Surgery for Aortic Regurgitation now Safer

By HospiMedica staff writers
Posted on 07 May 2007
The outcomes following aortic valve surgery for chronic aortic regurgitation (AR) with severe left ventricular dysfunction (LVD) have shown great improvement, and the procedure is no longer considered a high-risk procedure, concluded a new study.

Researchers at the Cleveland Clinic (OH, USA) studied data on 724 patients who underwent surgery for chronic aortic regurgitation between 1972 and 1999. Of these patients, 88 (12%) had an LV ejection fraction of 30% or less, while the others had higher ejection fractions. Across the entire study time frame, survival was lower among patients with severe LVD than among those with non-severe LVD. For example, estimated survival at one year was 81% versus 92% and at 25 years, 5% versus 12%. Over time, however, there was a dramatic improvement in survival in patients with severe LVD. In-hospital mortality fell from 50% in 1975 to none after 1985, and patients with severe and non-severe LVD treated after that year had equivalent survival. The study was reported in the April 3, 2007, issue of the Journal of the American College of Cardiology.

"Neutralizing risk of severe LVD has improved early and late survival such that aortic valve surgery for chronic AR and cardiomyopathy is no longer a high-risk procedure for which transplantation is the best option,” concluded senior author Dr. Sunil K. Bhudia and colleagues.

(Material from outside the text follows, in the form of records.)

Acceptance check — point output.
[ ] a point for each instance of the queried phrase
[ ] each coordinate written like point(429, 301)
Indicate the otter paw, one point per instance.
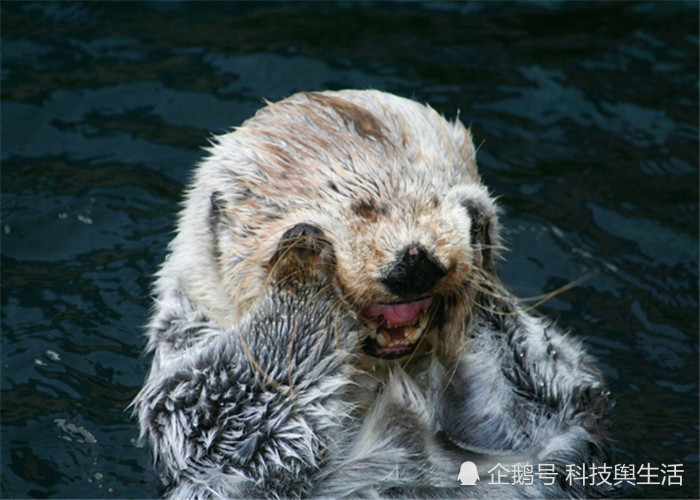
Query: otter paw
point(303, 255)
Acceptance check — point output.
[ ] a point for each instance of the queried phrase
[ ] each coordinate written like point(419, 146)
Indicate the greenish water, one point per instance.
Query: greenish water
point(586, 115)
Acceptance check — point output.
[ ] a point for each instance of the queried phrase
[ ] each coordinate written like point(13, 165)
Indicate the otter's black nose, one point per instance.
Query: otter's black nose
point(415, 273)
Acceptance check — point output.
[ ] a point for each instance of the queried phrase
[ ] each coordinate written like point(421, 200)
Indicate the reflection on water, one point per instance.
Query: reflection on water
point(586, 118)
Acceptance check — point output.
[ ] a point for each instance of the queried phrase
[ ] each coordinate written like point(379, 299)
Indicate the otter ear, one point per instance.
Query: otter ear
point(484, 226)
point(303, 254)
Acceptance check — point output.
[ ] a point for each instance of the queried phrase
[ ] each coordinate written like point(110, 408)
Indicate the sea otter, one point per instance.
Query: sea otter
point(330, 322)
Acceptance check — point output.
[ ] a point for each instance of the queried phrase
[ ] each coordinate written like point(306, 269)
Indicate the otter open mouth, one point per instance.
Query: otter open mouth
point(398, 328)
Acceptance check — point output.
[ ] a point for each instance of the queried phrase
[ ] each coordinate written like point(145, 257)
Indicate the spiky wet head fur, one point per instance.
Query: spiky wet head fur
point(391, 185)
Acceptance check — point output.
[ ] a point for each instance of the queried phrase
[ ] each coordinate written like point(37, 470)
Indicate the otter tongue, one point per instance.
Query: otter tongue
point(399, 313)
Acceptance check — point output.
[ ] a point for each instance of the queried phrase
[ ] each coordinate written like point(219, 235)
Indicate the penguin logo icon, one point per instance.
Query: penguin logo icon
point(468, 475)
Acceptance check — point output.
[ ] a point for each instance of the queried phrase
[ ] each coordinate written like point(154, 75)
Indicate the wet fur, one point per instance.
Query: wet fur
point(258, 387)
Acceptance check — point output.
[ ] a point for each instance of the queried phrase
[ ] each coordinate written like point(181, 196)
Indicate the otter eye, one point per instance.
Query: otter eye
point(472, 208)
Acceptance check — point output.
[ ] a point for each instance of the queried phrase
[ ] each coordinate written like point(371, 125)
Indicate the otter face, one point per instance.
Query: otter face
point(412, 269)
point(389, 183)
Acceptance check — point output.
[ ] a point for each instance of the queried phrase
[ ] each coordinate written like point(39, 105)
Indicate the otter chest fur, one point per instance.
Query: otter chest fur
point(330, 321)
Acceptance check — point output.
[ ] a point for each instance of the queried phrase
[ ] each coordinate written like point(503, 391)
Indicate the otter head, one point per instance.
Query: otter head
point(388, 183)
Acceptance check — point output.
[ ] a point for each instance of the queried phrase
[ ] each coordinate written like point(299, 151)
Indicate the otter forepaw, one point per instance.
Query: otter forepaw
point(304, 255)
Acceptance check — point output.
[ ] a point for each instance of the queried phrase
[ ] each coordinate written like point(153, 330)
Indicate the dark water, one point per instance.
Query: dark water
point(587, 119)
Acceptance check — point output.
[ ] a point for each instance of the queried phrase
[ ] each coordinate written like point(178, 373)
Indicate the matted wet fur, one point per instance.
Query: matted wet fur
point(330, 322)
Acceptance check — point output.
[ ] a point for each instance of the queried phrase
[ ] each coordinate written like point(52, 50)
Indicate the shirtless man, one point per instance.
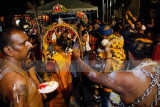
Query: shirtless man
point(135, 87)
point(17, 89)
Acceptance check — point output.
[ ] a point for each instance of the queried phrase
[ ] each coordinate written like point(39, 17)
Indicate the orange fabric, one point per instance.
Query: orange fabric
point(144, 40)
point(93, 41)
point(64, 79)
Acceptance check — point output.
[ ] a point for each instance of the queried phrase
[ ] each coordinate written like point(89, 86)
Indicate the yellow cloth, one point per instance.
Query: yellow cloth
point(64, 79)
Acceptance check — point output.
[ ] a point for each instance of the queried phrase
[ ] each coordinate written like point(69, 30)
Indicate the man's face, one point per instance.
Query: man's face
point(138, 25)
point(20, 45)
point(65, 35)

"The new study helps undo the old perception that many patients are too high risk for conventional surgery, and can only benefit from a heart transplant,” said Dr. Paul A. Grayburn, from Baylor University (Dallas, TX, USA), the author of an accompanying editorial. "Today we routinely operate on patients with advanced heart disease, and they face a risk that is only a fraction of what was reported years ago--but the public and other doctors are largely unaware of the new results.”